I RISULTATI DELLO STUDIO

I pazienti con malattia di Pompe “fisicamente inattivi” hanno motivato il loro stile di vita con diverse ragioni: mancanza di tempo da dedicare all’allenamento (soprattutto per i pazienti che stavano ancora lavorando), limitazioni fisiche (poca energia dopo una lunga giornata, stanchezza e dolore muscolare dopo l'allenamento, dubbi sulla capacità di eseguire alcuni esercizi), scarsa motivazione (avversione per gli esercizi), eccessiva distanza da percorrere per recarsi in palestra e mancanza di supporto professionale nell’allenamento.

Come era prevedibile, i pazienti del gruppo “fisicamente attivo” hanno ottenuto risultati migliori in termini di resistenza (test da sforzo cardiopolmonare massimale), forza e funzione muscolare (testate manualmente) rispetto al gruppo “inattivo”. In particolare, però, i pazienti che avevano partecipato agli allenamenti nel 2011 e che non avevano mai smesso di fare attività fisica hanno avuto dei risultati migliori anche rispetto a quelli attivi del gruppo di controllo.

I BENEFICI DELL'ATTIVITÀ FISICA

“Una sana attività fisica è di grande rilevanza nella malattia di Pompe – scrivono gli autori dello studio – perché a causa della minore massa muscolare e, di conseguenza, del ridotto dispendio energetico a riposo, i pazienti adulti hanno un rischio maggiore di sviluppare obesità sarcopenica [la combinazione tra l’eccesso di grasso corporeo e la progressiva, generalizzata perdita di massa, forza e funzione muscolare, N.d.R.]. L’obesità sarcopenica è associata alla sindrome metabolica e ad un aumento del rischio di morbilità cardiovascolare, e nel nostro studio l'indice di massa corporea dei pazienti fisicamente inattivi tendeva ad essere in media più alto rispetto a quello dei pazienti attivi. Con un’attività fisica regolare è possibile prevenire l’obesità e mantenere un peso corporeo sano: ciò potrebbe essere particolarmente interessante per i pazienti affetti da malattia di Pompe, poiché la terapia enzimatica sostitutiva (ERT) viene dosata per chilogrammo di peso corporeo e la prevenzione dell’obesità può quindi ridurre anche i costi sanitari”.

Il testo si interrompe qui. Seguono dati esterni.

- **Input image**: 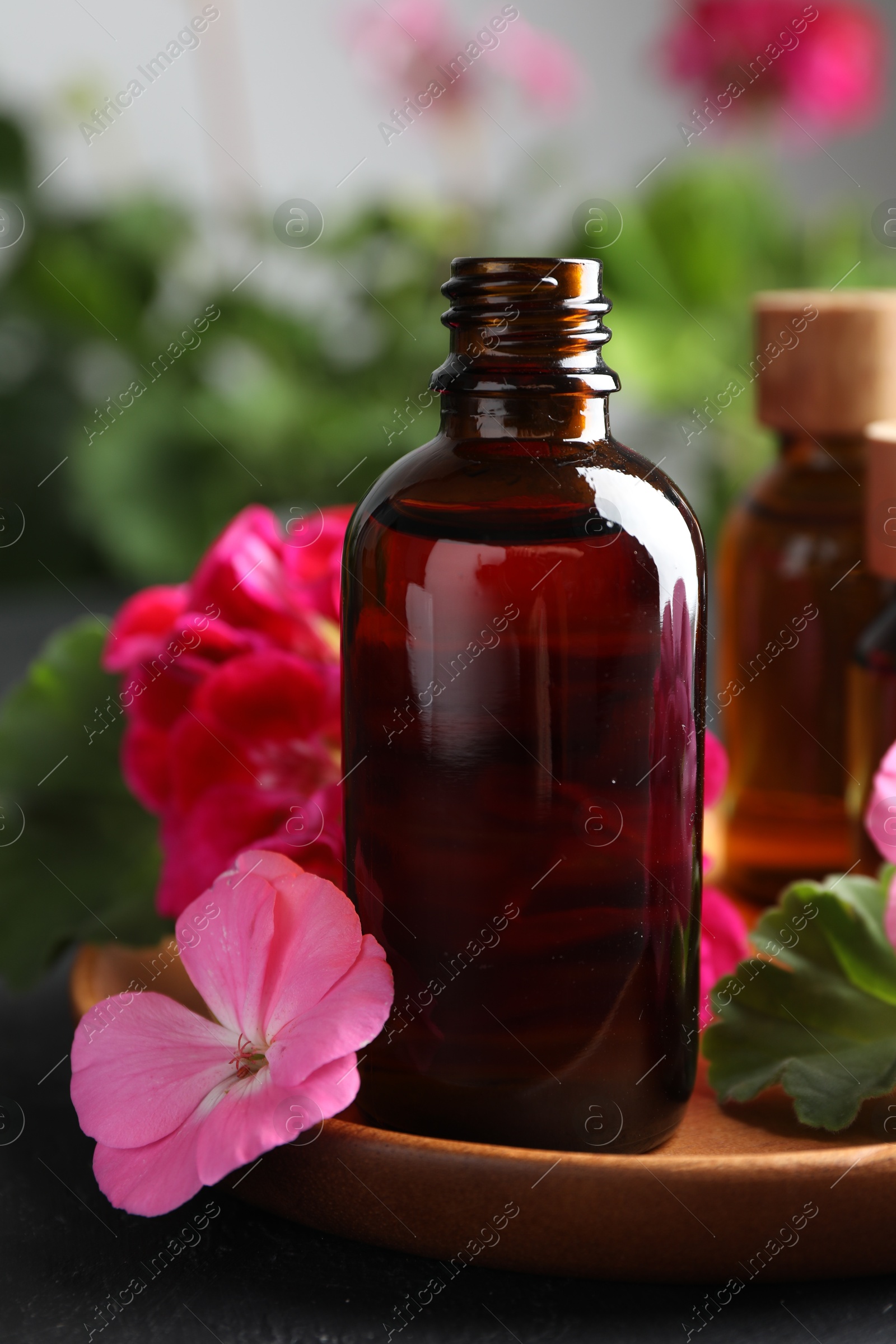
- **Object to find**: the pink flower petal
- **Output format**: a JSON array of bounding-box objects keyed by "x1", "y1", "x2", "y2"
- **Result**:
[
  {"x1": 93, "y1": 1108, "x2": 211, "y2": 1217},
  {"x1": 267, "y1": 934, "x2": 394, "y2": 1088},
  {"x1": 71, "y1": 992, "x2": 235, "y2": 1148},
  {"x1": 175, "y1": 850, "x2": 275, "y2": 1044},
  {"x1": 196, "y1": 1068, "x2": 296, "y2": 1186},
  {"x1": 298, "y1": 1052, "x2": 361, "y2": 1119},
  {"x1": 865, "y1": 742, "x2": 896, "y2": 863},
  {"x1": 700, "y1": 887, "x2": 750, "y2": 1027},
  {"x1": 255, "y1": 853, "x2": 361, "y2": 1040}
]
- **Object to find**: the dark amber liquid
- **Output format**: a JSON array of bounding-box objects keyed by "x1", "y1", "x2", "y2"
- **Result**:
[
  {"x1": 715, "y1": 438, "x2": 881, "y2": 902},
  {"x1": 846, "y1": 596, "x2": 896, "y2": 876},
  {"x1": 344, "y1": 441, "x2": 704, "y2": 1152}
]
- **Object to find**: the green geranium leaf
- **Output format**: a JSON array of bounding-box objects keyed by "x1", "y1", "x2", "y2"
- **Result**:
[
  {"x1": 0, "y1": 618, "x2": 168, "y2": 988},
  {"x1": 703, "y1": 867, "x2": 896, "y2": 1130}
]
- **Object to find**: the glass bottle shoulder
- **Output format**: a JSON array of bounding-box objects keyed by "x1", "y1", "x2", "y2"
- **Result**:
[{"x1": 349, "y1": 434, "x2": 703, "y2": 567}]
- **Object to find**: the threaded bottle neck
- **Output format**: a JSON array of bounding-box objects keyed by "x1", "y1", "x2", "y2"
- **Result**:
[{"x1": 430, "y1": 256, "x2": 619, "y2": 395}]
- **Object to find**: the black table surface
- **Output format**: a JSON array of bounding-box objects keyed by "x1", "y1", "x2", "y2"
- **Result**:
[{"x1": 0, "y1": 601, "x2": 896, "y2": 1344}]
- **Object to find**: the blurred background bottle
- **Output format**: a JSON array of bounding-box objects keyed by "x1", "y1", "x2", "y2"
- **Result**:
[
  {"x1": 711, "y1": 290, "x2": 896, "y2": 902},
  {"x1": 846, "y1": 421, "x2": 896, "y2": 874}
]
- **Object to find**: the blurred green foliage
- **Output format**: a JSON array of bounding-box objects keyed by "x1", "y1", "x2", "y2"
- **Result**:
[
  {"x1": 0, "y1": 108, "x2": 896, "y2": 584},
  {"x1": 567, "y1": 164, "x2": 896, "y2": 524}
]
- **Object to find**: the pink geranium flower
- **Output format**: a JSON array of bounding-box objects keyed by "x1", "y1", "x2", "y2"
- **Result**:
[
  {"x1": 71, "y1": 850, "x2": 392, "y2": 1215},
  {"x1": 700, "y1": 729, "x2": 750, "y2": 1028},
  {"x1": 104, "y1": 504, "x2": 352, "y2": 917},
  {"x1": 343, "y1": 0, "x2": 582, "y2": 118},
  {"x1": 865, "y1": 742, "x2": 896, "y2": 946},
  {"x1": 665, "y1": 0, "x2": 886, "y2": 134}
]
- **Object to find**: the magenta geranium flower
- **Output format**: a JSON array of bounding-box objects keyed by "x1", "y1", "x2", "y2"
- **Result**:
[
  {"x1": 104, "y1": 505, "x2": 352, "y2": 917},
  {"x1": 865, "y1": 742, "x2": 896, "y2": 946},
  {"x1": 343, "y1": 0, "x2": 582, "y2": 120},
  {"x1": 700, "y1": 729, "x2": 750, "y2": 1027},
  {"x1": 71, "y1": 851, "x2": 392, "y2": 1215},
  {"x1": 665, "y1": 0, "x2": 886, "y2": 134}
]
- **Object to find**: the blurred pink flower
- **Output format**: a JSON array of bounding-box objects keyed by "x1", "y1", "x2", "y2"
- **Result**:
[
  {"x1": 104, "y1": 505, "x2": 351, "y2": 917},
  {"x1": 341, "y1": 0, "x2": 582, "y2": 120},
  {"x1": 700, "y1": 729, "x2": 750, "y2": 1027},
  {"x1": 865, "y1": 742, "x2": 896, "y2": 946},
  {"x1": 665, "y1": 0, "x2": 886, "y2": 134},
  {"x1": 700, "y1": 887, "x2": 750, "y2": 1028},
  {"x1": 71, "y1": 850, "x2": 392, "y2": 1216}
]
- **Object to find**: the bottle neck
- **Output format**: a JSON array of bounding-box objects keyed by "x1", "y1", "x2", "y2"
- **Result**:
[{"x1": 441, "y1": 387, "x2": 610, "y2": 456}]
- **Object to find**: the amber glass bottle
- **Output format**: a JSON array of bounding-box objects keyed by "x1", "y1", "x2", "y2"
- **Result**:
[
  {"x1": 846, "y1": 421, "x2": 896, "y2": 874},
  {"x1": 712, "y1": 290, "x2": 896, "y2": 902},
  {"x1": 343, "y1": 258, "x2": 705, "y2": 1152}
]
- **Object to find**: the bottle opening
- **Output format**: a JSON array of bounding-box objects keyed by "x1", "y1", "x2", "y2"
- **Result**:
[{"x1": 430, "y1": 256, "x2": 619, "y2": 394}]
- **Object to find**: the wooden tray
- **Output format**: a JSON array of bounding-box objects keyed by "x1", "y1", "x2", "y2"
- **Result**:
[{"x1": 71, "y1": 948, "x2": 896, "y2": 1285}]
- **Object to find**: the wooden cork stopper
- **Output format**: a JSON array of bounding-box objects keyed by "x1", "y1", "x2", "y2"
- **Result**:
[
  {"x1": 862, "y1": 419, "x2": 896, "y2": 579},
  {"x1": 751, "y1": 289, "x2": 896, "y2": 434}
]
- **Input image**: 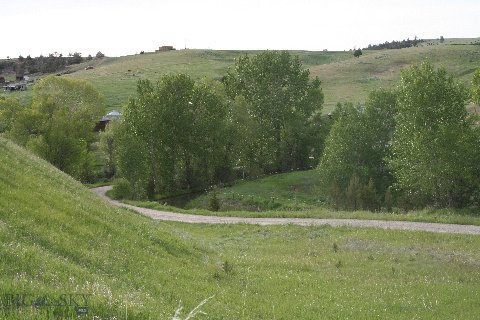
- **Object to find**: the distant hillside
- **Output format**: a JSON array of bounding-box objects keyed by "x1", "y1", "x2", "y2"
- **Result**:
[
  {"x1": 62, "y1": 39, "x2": 480, "y2": 112},
  {"x1": 0, "y1": 138, "x2": 212, "y2": 319},
  {"x1": 310, "y1": 39, "x2": 480, "y2": 110},
  {"x1": 3, "y1": 39, "x2": 480, "y2": 113}
]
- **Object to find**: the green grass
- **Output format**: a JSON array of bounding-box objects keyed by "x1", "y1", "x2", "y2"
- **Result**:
[
  {"x1": 62, "y1": 39, "x2": 480, "y2": 113},
  {"x1": 0, "y1": 138, "x2": 480, "y2": 319},
  {"x1": 3, "y1": 39, "x2": 480, "y2": 113}
]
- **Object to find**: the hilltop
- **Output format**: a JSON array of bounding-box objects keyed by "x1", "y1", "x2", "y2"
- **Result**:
[
  {"x1": 63, "y1": 39, "x2": 480, "y2": 112},
  {"x1": 0, "y1": 138, "x2": 480, "y2": 320},
  {"x1": 1, "y1": 39, "x2": 480, "y2": 113}
]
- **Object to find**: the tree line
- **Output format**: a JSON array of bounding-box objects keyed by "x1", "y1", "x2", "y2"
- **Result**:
[
  {"x1": 0, "y1": 51, "x2": 480, "y2": 210},
  {"x1": 0, "y1": 51, "x2": 105, "y2": 77},
  {"x1": 318, "y1": 61, "x2": 480, "y2": 210}
]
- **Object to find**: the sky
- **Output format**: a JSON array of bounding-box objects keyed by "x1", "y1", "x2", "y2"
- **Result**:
[{"x1": 0, "y1": 0, "x2": 480, "y2": 59}]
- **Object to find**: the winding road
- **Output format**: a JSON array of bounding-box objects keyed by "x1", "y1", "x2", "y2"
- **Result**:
[{"x1": 91, "y1": 186, "x2": 480, "y2": 235}]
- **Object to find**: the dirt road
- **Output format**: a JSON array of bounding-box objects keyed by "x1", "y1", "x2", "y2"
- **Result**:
[{"x1": 91, "y1": 186, "x2": 480, "y2": 235}]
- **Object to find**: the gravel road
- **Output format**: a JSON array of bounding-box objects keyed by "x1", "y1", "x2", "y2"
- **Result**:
[{"x1": 91, "y1": 186, "x2": 480, "y2": 235}]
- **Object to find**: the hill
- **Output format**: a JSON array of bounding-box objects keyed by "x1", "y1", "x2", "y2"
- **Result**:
[
  {"x1": 2, "y1": 39, "x2": 480, "y2": 113},
  {"x1": 0, "y1": 138, "x2": 480, "y2": 320},
  {"x1": 62, "y1": 39, "x2": 480, "y2": 112}
]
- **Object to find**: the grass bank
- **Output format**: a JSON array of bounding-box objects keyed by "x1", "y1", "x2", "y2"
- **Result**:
[{"x1": 0, "y1": 138, "x2": 480, "y2": 320}]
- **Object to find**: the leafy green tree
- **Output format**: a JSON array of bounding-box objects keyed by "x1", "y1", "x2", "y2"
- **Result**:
[
  {"x1": 472, "y1": 68, "x2": 480, "y2": 105},
  {"x1": 224, "y1": 51, "x2": 323, "y2": 172},
  {"x1": 345, "y1": 174, "x2": 363, "y2": 211},
  {"x1": 318, "y1": 90, "x2": 397, "y2": 209},
  {"x1": 390, "y1": 62, "x2": 480, "y2": 207},
  {"x1": 9, "y1": 76, "x2": 105, "y2": 181},
  {"x1": 319, "y1": 90, "x2": 396, "y2": 193}
]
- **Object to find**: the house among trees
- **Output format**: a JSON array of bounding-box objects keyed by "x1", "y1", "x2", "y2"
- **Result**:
[
  {"x1": 95, "y1": 110, "x2": 122, "y2": 131},
  {"x1": 3, "y1": 83, "x2": 27, "y2": 91}
]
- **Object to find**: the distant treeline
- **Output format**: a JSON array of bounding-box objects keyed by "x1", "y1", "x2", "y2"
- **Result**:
[
  {"x1": 0, "y1": 51, "x2": 104, "y2": 77},
  {"x1": 364, "y1": 37, "x2": 425, "y2": 50}
]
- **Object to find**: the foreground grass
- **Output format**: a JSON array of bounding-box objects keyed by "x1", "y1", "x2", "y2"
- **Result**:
[
  {"x1": 0, "y1": 138, "x2": 480, "y2": 319},
  {"x1": 125, "y1": 170, "x2": 480, "y2": 225}
]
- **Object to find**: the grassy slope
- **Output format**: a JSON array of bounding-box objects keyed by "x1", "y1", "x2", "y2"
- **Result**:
[
  {"x1": 61, "y1": 39, "x2": 480, "y2": 112},
  {"x1": 0, "y1": 138, "x2": 480, "y2": 319},
  {"x1": 310, "y1": 39, "x2": 480, "y2": 109},
  {"x1": 134, "y1": 170, "x2": 480, "y2": 225}
]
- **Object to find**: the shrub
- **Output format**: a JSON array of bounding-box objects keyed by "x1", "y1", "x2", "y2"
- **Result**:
[
  {"x1": 112, "y1": 178, "x2": 133, "y2": 200},
  {"x1": 208, "y1": 190, "x2": 220, "y2": 211}
]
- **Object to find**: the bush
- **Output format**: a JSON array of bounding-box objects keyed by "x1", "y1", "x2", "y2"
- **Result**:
[
  {"x1": 208, "y1": 190, "x2": 220, "y2": 211},
  {"x1": 112, "y1": 178, "x2": 133, "y2": 200}
]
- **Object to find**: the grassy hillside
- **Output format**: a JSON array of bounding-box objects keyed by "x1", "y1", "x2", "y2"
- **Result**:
[
  {"x1": 310, "y1": 39, "x2": 480, "y2": 110},
  {"x1": 61, "y1": 39, "x2": 480, "y2": 112},
  {"x1": 65, "y1": 50, "x2": 350, "y2": 109},
  {"x1": 0, "y1": 138, "x2": 480, "y2": 320},
  {"x1": 1, "y1": 39, "x2": 480, "y2": 113}
]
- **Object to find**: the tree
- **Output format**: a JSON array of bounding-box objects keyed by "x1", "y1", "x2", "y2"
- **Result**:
[
  {"x1": 472, "y1": 68, "x2": 480, "y2": 105},
  {"x1": 390, "y1": 62, "x2": 479, "y2": 207},
  {"x1": 117, "y1": 74, "x2": 230, "y2": 195},
  {"x1": 353, "y1": 49, "x2": 363, "y2": 58},
  {"x1": 0, "y1": 96, "x2": 23, "y2": 133},
  {"x1": 224, "y1": 51, "x2": 323, "y2": 172},
  {"x1": 318, "y1": 90, "x2": 397, "y2": 206},
  {"x1": 10, "y1": 76, "x2": 105, "y2": 181}
]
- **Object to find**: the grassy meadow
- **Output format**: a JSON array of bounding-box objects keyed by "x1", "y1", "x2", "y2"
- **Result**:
[
  {"x1": 2, "y1": 39, "x2": 480, "y2": 113},
  {"x1": 125, "y1": 170, "x2": 480, "y2": 225},
  {"x1": 0, "y1": 138, "x2": 480, "y2": 319},
  {"x1": 61, "y1": 39, "x2": 480, "y2": 113}
]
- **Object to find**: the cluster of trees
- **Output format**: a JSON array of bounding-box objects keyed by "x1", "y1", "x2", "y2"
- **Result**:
[
  {"x1": 110, "y1": 51, "x2": 323, "y2": 197},
  {"x1": 365, "y1": 37, "x2": 426, "y2": 50},
  {"x1": 0, "y1": 51, "x2": 104, "y2": 77},
  {"x1": 0, "y1": 76, "x2": 105, "y2": 182},
  {"x1": 0, "y1": 51, "x2": 480, "y2": 210},
  {"x1": 319, "y1": 62, "x2": 480, "y2": 209}
]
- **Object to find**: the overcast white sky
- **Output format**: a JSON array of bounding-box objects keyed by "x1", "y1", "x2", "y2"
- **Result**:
[{"x1": 0, "y1": 0, "x2": 480, "y2": 58}]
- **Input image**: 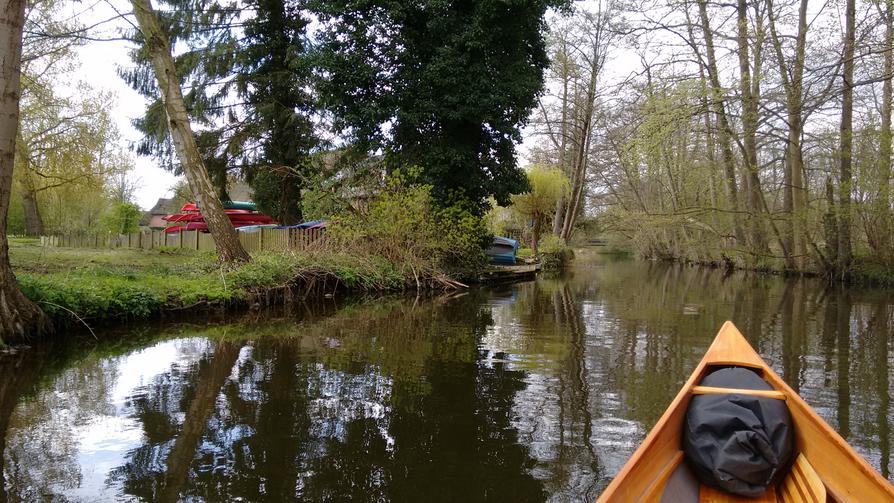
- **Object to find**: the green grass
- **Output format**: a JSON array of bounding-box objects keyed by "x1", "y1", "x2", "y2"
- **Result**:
[{"x1": 10, "y1": 240, "x2": 409, "y2": 320}]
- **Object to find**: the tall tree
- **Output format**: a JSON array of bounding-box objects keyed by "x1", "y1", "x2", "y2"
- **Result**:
[
  {"x1": 870, "y1": 0, "x2": 894, "y2": 260},
  {"x1": 697, "y1": 0, "x2": 745, "y2": 246},
  {"x1": 122, "y1": 0, "x2": 321, "y2": 224},
  {"x1": 312, "y1": 0, "x2": 566, "y2": 210},
  {"x1": 837, "y1": 0, "x2": 857, "y2": 274},
  {"x1": 767, "y1": 0, "x2": 807, "y2": 270},
  {"x1": 131, "y1": 0, "x2": 251, "y2": 264},
  {"x1": 0, "y1": 0, "x2": 52, "y2": 342},
  {"x1": 736, "y1": 0, "x2": 769, "y2": 254}
]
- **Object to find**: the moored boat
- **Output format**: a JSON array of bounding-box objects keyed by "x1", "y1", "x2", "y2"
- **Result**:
[{"x1": 597, "y1": 321, "x2": 894, "y2": 503}]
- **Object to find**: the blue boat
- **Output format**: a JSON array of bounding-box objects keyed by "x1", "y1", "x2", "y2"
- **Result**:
[{"x1": 486, "y1": 236, "x2": 518, "y2": 265}]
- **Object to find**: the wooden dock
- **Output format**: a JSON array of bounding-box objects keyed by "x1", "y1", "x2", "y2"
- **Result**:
[{"x1": 479, "y1": 262, "x2": 540, "y2": 283}]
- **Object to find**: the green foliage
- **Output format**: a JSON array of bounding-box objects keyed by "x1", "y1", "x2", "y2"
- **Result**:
[
  {"x1": 539, "y1": 233, "x2": 574, "y2": 270},
  {"x1": 6, "y1": 189, "x2": 25, "y2": 236},
  {"x1": 103, "y1": 203, "x2": 143, "y2": 234},
  {"x1": 311, "y1": 0, "x2": 568, "y2": 214},
  {"x1": 511, "y1": 165, "x2": 571, "y2": 219},
  {"x1": 122, "y1": 0, "x2": 320, "y2": 224},
  {"x1": 511, "y1": 165, "x2": 571, "y2": 251},
  {"x1": 11, "y1": 244, "x2": 408, "y2": 319},
  {"x1": 329, "y1": 169, "x2": 490, "y2": 281}
]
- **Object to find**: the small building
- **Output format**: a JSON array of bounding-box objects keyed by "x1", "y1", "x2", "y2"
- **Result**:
[{"x1": 140, "y1": 197, "x2": 180, "y2": 229}]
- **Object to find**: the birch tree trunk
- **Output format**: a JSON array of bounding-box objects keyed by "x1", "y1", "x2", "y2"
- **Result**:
[
  {"x1": 131, "y1": 0, "x2": 251, "y2": 264},
  {"x1": 876, "y1": 0, "x2": 894, "y2": 261},
  {"x1": 698, "y1": 0, "x2": 745, "y2": 245},
  {"x1": 0, "y1": 0, "x2": 52, "y2": 344},
  {"x1": 837, "y1": 0, "x2": 856, "y2": 275},
  {"x1": 736, "y1": 0, "x2": 768, "y2": 254},
  {"x1": 767, "y1": 0, "x2": 808, "y2": 271}
]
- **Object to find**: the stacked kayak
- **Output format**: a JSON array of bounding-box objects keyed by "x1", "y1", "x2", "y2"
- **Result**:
[{"x1": 162, "y1": 201, "x2": 277, "y2": 233}]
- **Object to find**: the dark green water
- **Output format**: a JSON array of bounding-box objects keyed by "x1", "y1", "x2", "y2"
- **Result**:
[{"x1": 0, "y1": 254, "x2": 894, "y2": 501}]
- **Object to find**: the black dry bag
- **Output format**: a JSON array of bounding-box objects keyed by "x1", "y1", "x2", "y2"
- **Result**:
[{"x1": 683, "y1": 367, "x2": 794, "y2": 497}]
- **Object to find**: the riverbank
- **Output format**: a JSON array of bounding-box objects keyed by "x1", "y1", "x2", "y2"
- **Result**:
[
  {"x1": 641, "y1": 251, "x2": 894, "y2": 288},
  {"x1": 10, "y1": 240, "x2": 417, "y2": 325}
]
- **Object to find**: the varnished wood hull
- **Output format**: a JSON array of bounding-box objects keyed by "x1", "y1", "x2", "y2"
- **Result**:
[{"x1": 597, "y1": 321, "x2": 894, "y2": 503}]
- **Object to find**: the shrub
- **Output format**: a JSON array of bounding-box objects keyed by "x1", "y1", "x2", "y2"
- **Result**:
[
  {"x1": 328, "y1": 169, "x2": 491, "y2": 285},
  {"x1": 539, "y1": 234, "x2": 574, "y2": 270}
]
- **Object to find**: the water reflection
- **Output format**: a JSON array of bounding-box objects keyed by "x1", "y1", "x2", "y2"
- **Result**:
[{"x1": 0, "y1": 261, "x2": 894, "y2": 501}]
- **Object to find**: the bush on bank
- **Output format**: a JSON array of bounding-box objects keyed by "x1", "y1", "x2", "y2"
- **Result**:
[{"x1": 18, "y1": 252, "x2": 407, "y2": 320}]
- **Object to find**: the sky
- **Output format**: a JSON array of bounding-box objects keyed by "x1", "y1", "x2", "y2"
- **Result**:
[
  {"x1": 72, "y1": 0, "x2": 178, "y2": 210},
  {"x1": 61, "y1": 0, "x2": 608, "y2": 210}
]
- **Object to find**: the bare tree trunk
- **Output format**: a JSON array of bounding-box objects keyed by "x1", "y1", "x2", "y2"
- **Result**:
[
  {"x1": 131, "y1": 0, "x2": 251, "y2": 263},
  {"x1": 876, "y1": 0, "x2": 894, "y2": 261},
  {"x1": 19, "y1": 163, "x2": 44, "y2": 236},
  {"x1": 531, "y1": 213, "x2": 543, "y2": 256},
  {"x1": 767, "y1": 0, "x2": 808, "y2": 271},
  {"x1": 698, "y1": 0, "x2": 745, "y2": 250},
  {"x1": 737, "y1": 0, "x2": 768, "y2": 253},
  {"x1": 0, "y1": 0, "x2": 52, "y2": 344},
  {"x1": 553, "y1": 40, "x2": 571, "y2": 236},
  {"x1": 838, "y1": 0, "x2": 856, "y2": 274}
]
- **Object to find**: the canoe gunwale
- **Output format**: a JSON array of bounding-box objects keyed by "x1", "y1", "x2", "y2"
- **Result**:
[{"x1": 596, "y1": 321, "x2": 894, "y2": 503}]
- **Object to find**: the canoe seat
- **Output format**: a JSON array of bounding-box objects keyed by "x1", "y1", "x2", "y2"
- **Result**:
[
  {"x1": 779, "y1": 454, "x2": 826, "y2": 503},
  {"x1": 698, "y1": 484, "x2": 779, "y2": 503},
  {"x1": 698, "y1": 454, "x2": 826, "y2": 503}
]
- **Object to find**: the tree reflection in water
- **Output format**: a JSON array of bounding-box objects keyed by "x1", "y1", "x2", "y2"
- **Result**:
[{"x1": 0, "y1": 260, "x2": 894, "y2": 501}]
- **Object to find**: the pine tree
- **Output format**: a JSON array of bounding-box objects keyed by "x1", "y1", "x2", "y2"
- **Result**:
[{"x1": 312, "y1": 0, "x2": 564, "y2": 213}]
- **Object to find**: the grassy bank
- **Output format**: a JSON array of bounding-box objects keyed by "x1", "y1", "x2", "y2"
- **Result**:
[
  {"x1": 606, "y1": 238, "x2": 894, "y2": 288},
  {"x1": 10, "y1": 240, "x2": 415, "y2": 323}
]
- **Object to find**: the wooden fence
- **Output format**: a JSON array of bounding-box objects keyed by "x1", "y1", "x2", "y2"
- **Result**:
[{"x1": 40, "y1": 229, "x2": 326, "y2": 253}]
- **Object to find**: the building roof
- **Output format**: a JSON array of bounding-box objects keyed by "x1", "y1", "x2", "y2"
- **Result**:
[{"x1": 149, "y1": 197, "x2": 180, "y2": 215}]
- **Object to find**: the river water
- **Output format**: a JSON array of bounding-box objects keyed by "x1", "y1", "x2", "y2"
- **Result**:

Non solo: “La minor forza di trazione dei muscoli scheletrici dovuta alla ridotta mobilità potrebbe inoltre portare al declino della densità minerale ossea e all’osteoporosi, costituendo un fattore di rischio per le fratture, già riscontrato nella malattia di Pompe”, concludono i ricercatori olandesi. “L’attività fisica a lungo termine è quindi di grande valore per il benessere generale dei pazienti e dovrebbe essere implementata come un importante elemento dello standard di cura”.